Sunday, July 24, 2011

Documentary On WACO: Cameo With Joe Biden ("Kill 'em!")

I just watched the WACO documentary. It was on the Documentary channel and I stopped what I was doing to watch it.

The whole thing is incredible. I remember someone bringing this incident up to me back in 2009 but I don't know if I've ever seen this documentary before.

I found many correlations in this documentary, to my own life and what my son and family have had to live through.

This morning I woke up with this thought as I crossed the lawn:

"For 5 full years I was tortured relentlessly."

That is FIVE years of my life.

I may as well...I could have been a POW (prisoner of war) in a completely different country, and yet all these things happened in the U.S. and a few things in Canada as well.

I thought to myself, about what things I have missed out on, what parts of me are missing and have been stolen forever, and my son, what he has lost. And how, for a full 5 years, we were mercilessly ravaged and tortured and with NO HELP from the U.S. government.

Then I end up wearing what might as well have been a prophetic shirt to church, and come across the passage of someone who was alone, and who sought help and got no help. How this is why the shirt is red and stained with spatters.

In light of my own torture, and torture of my own son and others, I caught onto a few comments. The comment by one man in a tweed jacket, about how he was asked to analyze the psychological profiles or states of the people inside of WACO when it became clear to him, over time, that what was more outstanding, was the psychological state of those "authorities" who went after innocent people.

My other shock, was the clip of the press, joined in arms, gleefully mocking those who asked for THEIR help, saying "We ARE the press!" heaven help us, they said, laughing, we are the press.

And then hearing the right words of one who said it is incredible that some "religious" FBI man is trying to justify what is going on, when innocent children were TORTURED just to pressure the parents to get them to do what they wanted.

How it was all backwards. Persecuting and torturing and killing others, with some kind of vain assumption they were doing something wrong.

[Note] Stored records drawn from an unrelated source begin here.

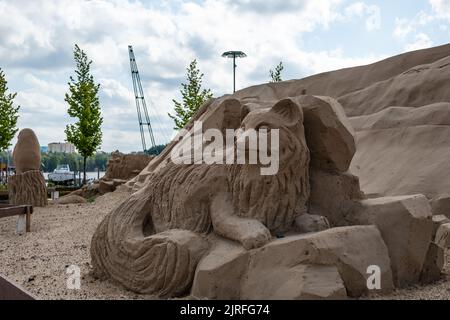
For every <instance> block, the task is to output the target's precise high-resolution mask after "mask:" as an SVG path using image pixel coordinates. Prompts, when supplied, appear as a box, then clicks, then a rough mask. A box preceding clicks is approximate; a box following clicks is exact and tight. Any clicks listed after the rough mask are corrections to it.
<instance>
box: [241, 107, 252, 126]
mask: <svg viewBox="0 0 450 320" xmlns="http://www.w3.org/2000/svg"><path fill="white" fill-rule="evenodd" d="M250 111H251V110H250V107H249V106H248V105H246V104H244V105H243V106H242V108H241V122H242V121H244V119H245V117H246V116H247V115H248V114H249V113H250Z"/></svg>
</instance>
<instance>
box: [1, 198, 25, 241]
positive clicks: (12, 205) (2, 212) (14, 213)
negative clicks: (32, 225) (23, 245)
mask: <svg viewBox="0 0 450 320" xmlns="http://www.w3.org/2000/svg"><path fill="white" fill-rule="evenodd" d="M32 214H33V206H28V205H22V206H15V205H10V204H0V219H1V218H6V217H12V216H19V219H18V221H17V233H18V234H23V233H25V232H30V231H31V215H32Z"/></svg>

Oh, and another part. The intentional and DELIBERATE provocation to incense the group. They wanted to make them crazy. They were not crazy. So one Davidian asked, "If we were so crazy and they really believed this, why did they go out of their way to provoke us...did they want us to become crazy? so they had an excuse to shoot at us?"

Exactly.

EXACTLY.

Then, I am sitting there, barely eating my pretzels at the end, first chomping away and then nibbling more nervously and sighing from this feeling of lack of oxygen, and then I am barely eating my pretzels at all, stunned at the duplication of effort I have witnessed personally, firsthand.

So it gets even better. I said, before this man ever came onto the screen...I said out loud, "Whatever happened to these officials?" Someone said, "None of them went to jail." I said, "And look, some of the same people here are still in govt. positions."

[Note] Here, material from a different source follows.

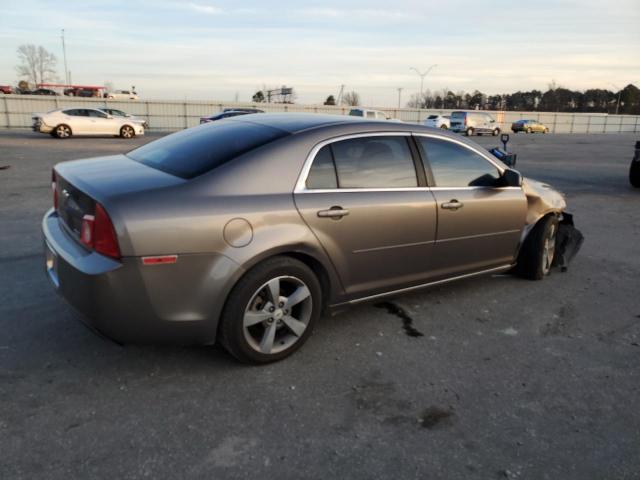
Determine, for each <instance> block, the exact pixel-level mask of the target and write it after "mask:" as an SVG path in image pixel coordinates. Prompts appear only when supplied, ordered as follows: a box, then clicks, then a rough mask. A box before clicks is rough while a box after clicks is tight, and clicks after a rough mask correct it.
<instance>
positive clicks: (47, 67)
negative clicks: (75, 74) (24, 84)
mask: <svg viewBox="0 0 640 480" xmlns="http://www.w3.org/2000/svg"><path fill="white" fill-rule="evenodd" d="M17 53H18V60H19V61H20V64H19V65H18V66H17V67H16V70H17V72H18V75H20V76H21V77H26V78H27V79H28V80H29V81H31V82H32V83H35V84H36V85H37V84H39V83H45V82H47V81H49V80H53V79H54V78H55V76H56V63H57V59H56V56H55V55H54V54H53V53H51V52H48V51H47V50H46V49H45V48H44V47H43V46H35V45H33V44H25V45H20V46H19V47H18V50H17Z"/></svg>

That was BEFORE the clip of Joe Biden, governor or whatever he was, from Delaware.

I then see Joe Biden, our current VP (HOW THE HELL DID THIS HAPPEN?????!!!), nodding along and basically defending EVERYTHING WRONG that was done. Joe Biden, the same man who is our current VP, is documented defending immoral and inexcusable actions, and somehow, with the Devil as his shoehorn, this man got into the 2nd highest office in the land.

Did anyone bring up WACO during election years?

Or was the press just laughing and saying, then, "heaven help us! we ARE the press!"

After I saw this I said, "I don't believe it. Did he just defend the government and what they did?" Yep.

I declared, "That settles it. I'm not voting Democratic next election."

Sorry Joe. Your skeletons have come back to haunt you and I hope more people think about the kind of corruption you currently allow and oversee now as well.

OUT with the OLD. IN with the NEW.

And lets hope they have a moral backbone.

Ending on a lighter note...I just saw this book my mom is reading called "70 Years of Miracles" and it reminded me of this song I heard before I got into the car to church this morning:

"I believe in miracles.../You sexay THING!"

I got into the car singing this in a nasal tone and laughing and said, "How about this song for worship?"